Brutta vicenda, la sospensione dalla scuola della professoressa di italiano Dell’Aria di Palermo.
La cronaca è nota e ha lungamente occupato le pagine dei giornali e dei siti sindacali e pertanto ci possiamo ritenere tutti ben informati sulla questione.
La spiacevole sensazione di assistere a una palese ingiustizia è stata in qualche modo attenuata nei giorni seguenti dalle numerose iniziative di sostegno e di solidarietà tra cui una raccolta di firme.
Però alcuni aspetti di questo caso mi hanno procurato qualche perplessità.
Per esempio l’intervento della Digos.
La sua presenza all’interno di un’istituzione come la scuola non è un fatto usuale, neppure quando si verificano atti vandalici, neppure in occasione di alcune occupazioni studentesche durante le quali viene impedito l’accesso a scuola a docenti e dirigenti.
Il più delle volte la polizia evita di intervenire, persino in presenza di aggressioni.
Del tutto inedito è quindi il ruolo della Polizia in un’istituzione scolastica al fine, così si dice, di analizzare il materiale didattico prodotto da alcuni studenti.
È legittimo chiedersi se la Questura abbia agito per propria decisione o se si sia mossa su incarico del Viminale poiché la Sezione Antiterrorismo si occupa di attività investigative finalizzate al contrasto dei reati di terrorismo e di eversione dell’ordine democratico.
Nel caso del lavoro di un gruppo di studenti dell’Istituto Vittorio Emanuele III di Palermo non è chiaro l’oggetto dell’accertamento.
Il video di un gruppo di 15enni può forse costituire una minaccia eversiva o creare una situazione di disordine pubblico?
La Questura di Palermo ha reso noto che “al fine di riscontrare la veridicità di quanto riportato dalla stampa, due agenti della Digos di Palermo si sono recati presso l’Istituto e si sono limitati ad ascoltare esclusivamente la dirigenza scolastica”.

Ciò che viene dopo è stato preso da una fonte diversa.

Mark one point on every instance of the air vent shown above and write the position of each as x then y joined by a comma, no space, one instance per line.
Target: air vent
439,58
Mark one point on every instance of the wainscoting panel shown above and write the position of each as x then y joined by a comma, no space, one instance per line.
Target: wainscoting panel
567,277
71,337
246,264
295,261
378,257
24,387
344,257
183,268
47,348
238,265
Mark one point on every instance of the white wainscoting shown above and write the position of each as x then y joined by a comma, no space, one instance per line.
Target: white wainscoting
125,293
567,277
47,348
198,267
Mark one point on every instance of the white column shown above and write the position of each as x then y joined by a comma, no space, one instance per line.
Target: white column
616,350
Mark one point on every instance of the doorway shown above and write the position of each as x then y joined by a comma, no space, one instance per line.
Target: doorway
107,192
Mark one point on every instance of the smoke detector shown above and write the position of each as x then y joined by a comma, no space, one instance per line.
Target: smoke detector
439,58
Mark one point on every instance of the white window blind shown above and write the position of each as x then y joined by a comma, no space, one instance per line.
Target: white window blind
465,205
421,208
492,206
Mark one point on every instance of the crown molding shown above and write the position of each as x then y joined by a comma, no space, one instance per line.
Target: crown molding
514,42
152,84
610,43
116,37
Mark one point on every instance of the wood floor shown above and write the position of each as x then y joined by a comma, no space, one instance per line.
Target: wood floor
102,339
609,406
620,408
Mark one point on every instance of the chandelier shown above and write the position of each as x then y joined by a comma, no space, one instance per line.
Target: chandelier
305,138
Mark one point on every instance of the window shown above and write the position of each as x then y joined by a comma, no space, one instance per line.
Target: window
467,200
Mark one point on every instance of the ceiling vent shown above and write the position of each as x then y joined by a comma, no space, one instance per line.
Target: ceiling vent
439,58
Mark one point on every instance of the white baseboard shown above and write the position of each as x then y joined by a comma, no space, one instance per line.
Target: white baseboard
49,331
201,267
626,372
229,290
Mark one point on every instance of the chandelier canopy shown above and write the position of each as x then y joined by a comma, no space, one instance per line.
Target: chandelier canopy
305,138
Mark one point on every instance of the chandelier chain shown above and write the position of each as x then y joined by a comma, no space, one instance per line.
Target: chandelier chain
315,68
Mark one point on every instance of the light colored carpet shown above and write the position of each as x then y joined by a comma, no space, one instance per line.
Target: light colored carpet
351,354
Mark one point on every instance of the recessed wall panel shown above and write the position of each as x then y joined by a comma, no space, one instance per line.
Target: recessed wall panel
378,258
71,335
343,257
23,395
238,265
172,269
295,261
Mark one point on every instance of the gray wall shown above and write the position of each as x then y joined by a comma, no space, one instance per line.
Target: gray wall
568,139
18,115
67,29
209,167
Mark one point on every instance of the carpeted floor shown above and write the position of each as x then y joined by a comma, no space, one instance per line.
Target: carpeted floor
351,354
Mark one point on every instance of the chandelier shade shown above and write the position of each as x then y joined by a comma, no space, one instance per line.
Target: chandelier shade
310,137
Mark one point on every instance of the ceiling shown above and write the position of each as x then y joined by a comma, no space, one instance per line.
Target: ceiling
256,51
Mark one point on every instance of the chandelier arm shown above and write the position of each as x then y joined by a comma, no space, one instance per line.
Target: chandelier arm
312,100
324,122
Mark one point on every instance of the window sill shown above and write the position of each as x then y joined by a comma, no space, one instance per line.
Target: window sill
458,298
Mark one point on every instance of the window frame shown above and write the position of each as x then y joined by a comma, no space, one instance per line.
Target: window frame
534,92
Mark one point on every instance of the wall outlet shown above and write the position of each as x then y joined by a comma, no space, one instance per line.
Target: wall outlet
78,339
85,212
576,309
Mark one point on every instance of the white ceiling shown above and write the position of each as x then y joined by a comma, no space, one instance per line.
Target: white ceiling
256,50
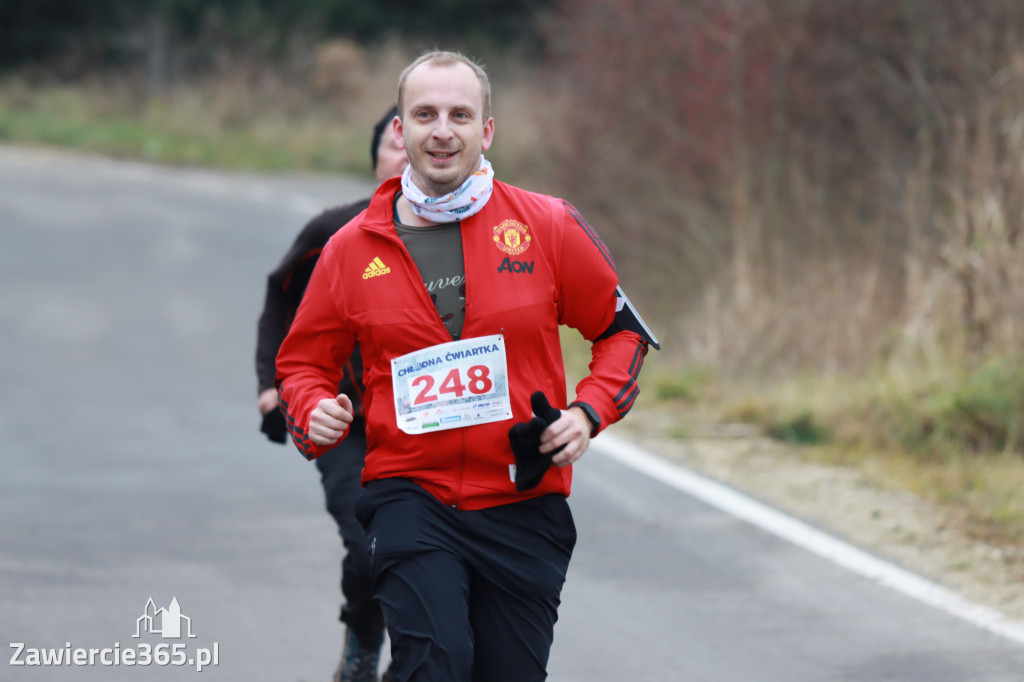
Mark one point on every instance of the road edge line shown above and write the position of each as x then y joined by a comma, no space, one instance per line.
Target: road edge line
807,537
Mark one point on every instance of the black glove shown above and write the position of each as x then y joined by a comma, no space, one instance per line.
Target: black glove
273,426
530,463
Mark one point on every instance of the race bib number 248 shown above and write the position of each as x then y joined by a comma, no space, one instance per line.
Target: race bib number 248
452,385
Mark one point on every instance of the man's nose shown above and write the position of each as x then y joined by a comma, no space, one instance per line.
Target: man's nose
441,130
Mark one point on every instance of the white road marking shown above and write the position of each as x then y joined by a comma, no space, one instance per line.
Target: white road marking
804,536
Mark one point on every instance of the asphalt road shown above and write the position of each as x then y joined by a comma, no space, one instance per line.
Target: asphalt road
131,468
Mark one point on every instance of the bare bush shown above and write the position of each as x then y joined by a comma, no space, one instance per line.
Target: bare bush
811,184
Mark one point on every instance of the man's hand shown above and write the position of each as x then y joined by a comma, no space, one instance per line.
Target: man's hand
330,420
267,400
571,430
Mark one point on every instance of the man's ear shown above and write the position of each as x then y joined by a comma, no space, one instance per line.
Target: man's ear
488,133
399,140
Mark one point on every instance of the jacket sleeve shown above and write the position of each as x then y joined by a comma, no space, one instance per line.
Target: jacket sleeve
587,302
313,354
287,283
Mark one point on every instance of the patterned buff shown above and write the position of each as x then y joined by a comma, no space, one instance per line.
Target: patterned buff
462,203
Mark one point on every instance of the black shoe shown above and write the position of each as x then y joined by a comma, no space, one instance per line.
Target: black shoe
358,664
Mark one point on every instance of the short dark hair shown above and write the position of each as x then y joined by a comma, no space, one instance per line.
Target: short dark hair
445,58
385,121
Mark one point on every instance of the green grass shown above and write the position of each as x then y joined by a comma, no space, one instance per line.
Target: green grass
190,128
949,433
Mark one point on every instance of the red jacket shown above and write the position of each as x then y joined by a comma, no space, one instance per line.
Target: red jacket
531,264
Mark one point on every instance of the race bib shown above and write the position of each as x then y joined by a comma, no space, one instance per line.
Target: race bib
452,385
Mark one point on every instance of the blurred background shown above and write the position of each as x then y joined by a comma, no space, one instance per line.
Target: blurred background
817,205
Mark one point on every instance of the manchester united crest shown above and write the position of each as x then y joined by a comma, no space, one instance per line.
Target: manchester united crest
512,237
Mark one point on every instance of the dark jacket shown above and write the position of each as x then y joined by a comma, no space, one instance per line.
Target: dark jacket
285,287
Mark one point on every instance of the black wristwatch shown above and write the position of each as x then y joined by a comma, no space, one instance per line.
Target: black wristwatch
595,421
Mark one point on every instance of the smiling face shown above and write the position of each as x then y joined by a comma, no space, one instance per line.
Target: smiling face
442,127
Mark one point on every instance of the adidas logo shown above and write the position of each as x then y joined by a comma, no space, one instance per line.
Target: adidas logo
376,268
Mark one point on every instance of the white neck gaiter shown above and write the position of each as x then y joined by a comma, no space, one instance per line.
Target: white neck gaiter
464,202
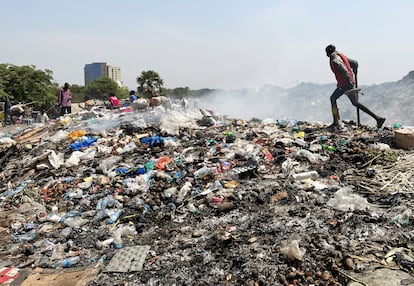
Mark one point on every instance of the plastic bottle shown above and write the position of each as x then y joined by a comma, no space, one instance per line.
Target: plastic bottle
328,148
204,171
66,231
70,261
313,158
184,190
123,231
100,244
305,175
114,216
101,205
29,236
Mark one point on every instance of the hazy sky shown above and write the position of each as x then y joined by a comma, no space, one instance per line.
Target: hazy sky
210,44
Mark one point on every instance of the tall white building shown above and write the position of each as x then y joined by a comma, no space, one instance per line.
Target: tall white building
99,70
114,73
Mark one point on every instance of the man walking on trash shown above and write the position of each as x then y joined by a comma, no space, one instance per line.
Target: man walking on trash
65,99
345,70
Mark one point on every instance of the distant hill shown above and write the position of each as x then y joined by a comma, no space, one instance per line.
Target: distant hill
310,102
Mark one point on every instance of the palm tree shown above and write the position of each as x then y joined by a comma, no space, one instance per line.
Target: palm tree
150,83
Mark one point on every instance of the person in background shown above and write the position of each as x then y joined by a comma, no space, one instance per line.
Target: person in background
7,111
345,70
132,96
65,99
113,100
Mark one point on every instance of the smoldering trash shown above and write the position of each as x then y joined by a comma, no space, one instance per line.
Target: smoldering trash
190,197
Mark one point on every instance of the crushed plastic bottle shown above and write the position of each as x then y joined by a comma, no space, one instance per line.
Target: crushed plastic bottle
70,261
204,171
124,230
114,216
25,237
12,193
305,175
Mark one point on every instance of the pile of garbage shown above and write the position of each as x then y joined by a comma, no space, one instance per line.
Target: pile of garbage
189,197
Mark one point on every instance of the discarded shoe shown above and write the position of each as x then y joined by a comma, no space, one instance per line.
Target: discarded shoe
380,122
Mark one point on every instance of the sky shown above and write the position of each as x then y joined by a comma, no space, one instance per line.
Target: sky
222,44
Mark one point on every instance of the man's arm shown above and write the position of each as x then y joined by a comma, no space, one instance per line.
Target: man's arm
354,65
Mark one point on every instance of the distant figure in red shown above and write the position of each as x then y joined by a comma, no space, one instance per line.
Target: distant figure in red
345,70
113,100
65,99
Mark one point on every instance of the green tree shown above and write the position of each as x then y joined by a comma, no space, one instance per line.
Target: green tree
28,84
78,93
100,89
150,83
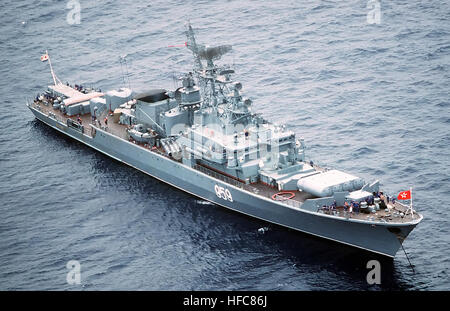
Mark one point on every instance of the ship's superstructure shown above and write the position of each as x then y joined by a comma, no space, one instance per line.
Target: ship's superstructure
204,138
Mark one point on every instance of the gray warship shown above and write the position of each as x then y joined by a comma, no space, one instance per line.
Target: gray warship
203,138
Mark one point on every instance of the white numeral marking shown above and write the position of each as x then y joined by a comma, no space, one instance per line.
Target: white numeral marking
223,193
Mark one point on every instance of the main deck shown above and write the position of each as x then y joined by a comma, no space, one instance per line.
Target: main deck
393,213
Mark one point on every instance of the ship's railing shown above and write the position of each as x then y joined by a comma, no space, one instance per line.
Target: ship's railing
292,203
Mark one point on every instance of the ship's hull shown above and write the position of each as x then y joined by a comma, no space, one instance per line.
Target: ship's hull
381,238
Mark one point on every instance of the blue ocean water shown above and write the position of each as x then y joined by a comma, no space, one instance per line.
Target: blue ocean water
370,99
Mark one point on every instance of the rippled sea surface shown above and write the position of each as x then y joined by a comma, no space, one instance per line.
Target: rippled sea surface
370,99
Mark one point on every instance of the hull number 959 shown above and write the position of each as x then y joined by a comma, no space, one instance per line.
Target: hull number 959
223,193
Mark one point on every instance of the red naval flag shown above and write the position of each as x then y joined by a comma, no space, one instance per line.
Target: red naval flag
404,195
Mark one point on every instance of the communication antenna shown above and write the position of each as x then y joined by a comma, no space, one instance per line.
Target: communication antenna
124,70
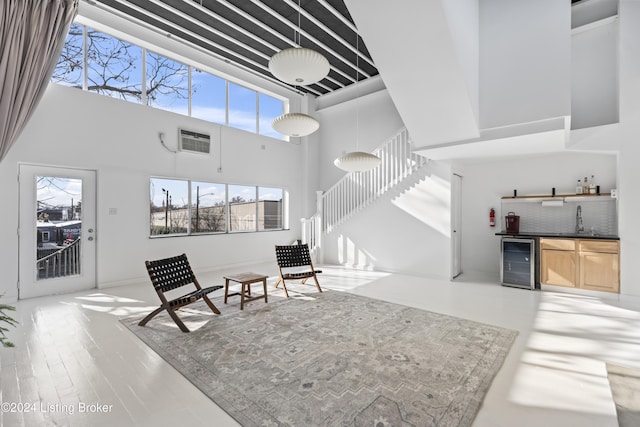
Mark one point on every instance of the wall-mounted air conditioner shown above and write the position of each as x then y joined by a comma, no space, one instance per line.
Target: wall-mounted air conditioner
194,142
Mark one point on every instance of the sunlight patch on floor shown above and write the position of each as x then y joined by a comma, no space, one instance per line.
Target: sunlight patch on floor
572,339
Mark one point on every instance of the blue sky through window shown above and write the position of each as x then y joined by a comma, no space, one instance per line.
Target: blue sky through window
114,68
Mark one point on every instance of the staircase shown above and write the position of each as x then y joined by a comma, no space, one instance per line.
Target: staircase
357,190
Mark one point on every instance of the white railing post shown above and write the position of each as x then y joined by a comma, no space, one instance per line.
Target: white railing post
357,190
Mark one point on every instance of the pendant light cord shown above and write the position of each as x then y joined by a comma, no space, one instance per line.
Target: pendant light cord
357,92
299,26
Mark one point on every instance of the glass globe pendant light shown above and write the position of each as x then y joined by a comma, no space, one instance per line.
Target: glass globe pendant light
295,124
357,161
298,65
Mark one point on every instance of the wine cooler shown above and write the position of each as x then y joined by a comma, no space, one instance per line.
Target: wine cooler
517,263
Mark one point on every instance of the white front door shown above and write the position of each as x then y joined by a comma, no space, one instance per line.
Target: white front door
57,221
456,225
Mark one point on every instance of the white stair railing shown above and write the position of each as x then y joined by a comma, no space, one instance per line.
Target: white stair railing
356,190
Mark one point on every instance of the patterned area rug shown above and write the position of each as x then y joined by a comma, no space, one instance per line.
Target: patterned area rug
333,359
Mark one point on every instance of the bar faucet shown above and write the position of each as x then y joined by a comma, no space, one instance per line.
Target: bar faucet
579,225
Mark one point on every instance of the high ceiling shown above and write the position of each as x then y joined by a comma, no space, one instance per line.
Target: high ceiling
249,32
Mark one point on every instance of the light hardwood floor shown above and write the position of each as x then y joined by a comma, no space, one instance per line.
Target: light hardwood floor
75,365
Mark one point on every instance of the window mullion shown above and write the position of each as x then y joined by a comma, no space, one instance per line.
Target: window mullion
144,76
257,112
85,62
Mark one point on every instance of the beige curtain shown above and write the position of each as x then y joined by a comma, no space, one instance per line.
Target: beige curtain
32,34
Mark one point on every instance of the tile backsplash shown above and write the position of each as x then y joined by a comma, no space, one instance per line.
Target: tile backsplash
598,215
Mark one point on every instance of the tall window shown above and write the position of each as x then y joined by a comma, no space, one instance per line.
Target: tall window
114,67
268,109
208,201
169,206
242,108
183,207
242,208
116,75
69,70
167,84
208,97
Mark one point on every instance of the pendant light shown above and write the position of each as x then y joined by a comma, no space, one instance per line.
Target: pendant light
357,161
298,65
295,124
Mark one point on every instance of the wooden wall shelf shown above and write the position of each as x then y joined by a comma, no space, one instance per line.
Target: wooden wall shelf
557,196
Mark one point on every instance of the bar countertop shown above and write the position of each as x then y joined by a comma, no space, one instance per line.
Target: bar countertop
586,235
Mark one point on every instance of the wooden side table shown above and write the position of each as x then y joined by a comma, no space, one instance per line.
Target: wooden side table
245,279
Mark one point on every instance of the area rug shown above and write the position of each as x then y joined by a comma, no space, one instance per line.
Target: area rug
333,359
625,389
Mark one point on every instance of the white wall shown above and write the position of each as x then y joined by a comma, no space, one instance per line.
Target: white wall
484,183
119,140
408,230
525,61
594,75
361,124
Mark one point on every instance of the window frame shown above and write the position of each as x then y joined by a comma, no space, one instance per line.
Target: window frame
191,65
283,211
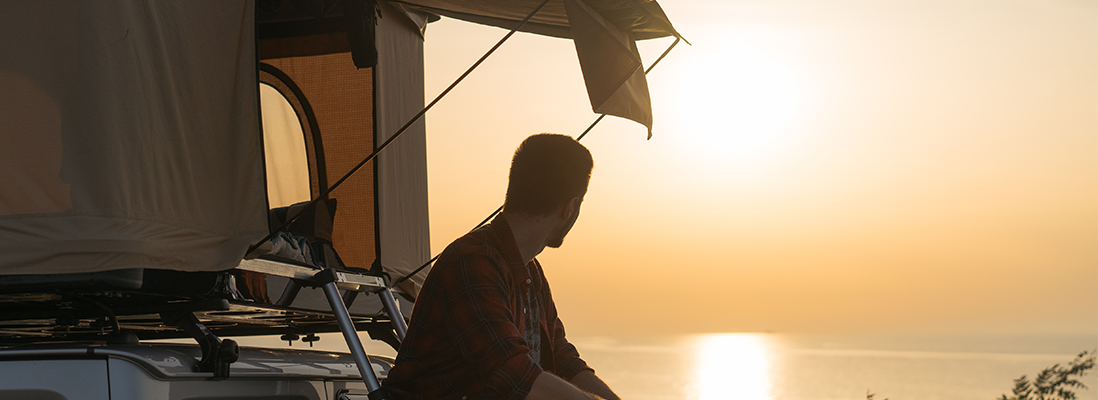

Il dirigente scolastico ha taciuto il fatto e non ha ritenuto di avvertire la docente “inquisita” che era in corso un’indagine a suo carico, cosicché il decreto di sospensione dall’insegnamento, qualche settimana dopo, è piombato sulla professoressa come un fulmine a ciel sereno.
Il provvedimento, firmato dal dirigente dall’Ufficio Scolastico Provinciale di Palermo, appare agli occhi di persone in possesso di qualche nozione di diritto amministrativo come un atto illegittimo nella forma (della sostanza è stato lungamente disquisito) in quanto non preceduto da regolare contestazione di addebito, passaggio obbligatorio che coincide con l’avviso di garanzia più volte richiamato nel corso delle indagini della magistratura.
Pretestuose suonano le spiegazioni fornite dal responsabile provinciale, quando sostiene che la sospensione è stata comminata per far fronte al comportamento inadeguato della docente dato che “la libertà di espressione non è libertà di offendere e l’accostamento delle leggi razziali al decreto sicurezza è una distorsione della realtà”.
Peccato che il solerte funzionario non abbia posto altrettanta attenzione alle procedure obbligatorie nelle situazioni di contenzioso saltando a piè pari la richiesta di controdeduzioni all’interessata.
Ci auguriamo che la vicenda si chiarisca presto e che la docente sia reintegrata quanto prima nel suo posto di lavoro; che qualcuno le chieda scusa per averla trattata senza il dovuto rispetto alla sua professionalità; che sia sanata l’ingiustizia che le ha causato un grave stato di sofferenza personale; che si ammetta di aver perpetrato un eccesso di potere.
Per fortuna di tutti la professoressa Dell’Aria è persona mite, comprensiva se non addirittura materna: ha accettato persino di incontrare i ministri che sono a capo delle amministrazioni i cui funzionari hanno siglato la sua sospensione.
È davvero un bene essere temprati alle avversità in tempi come questi.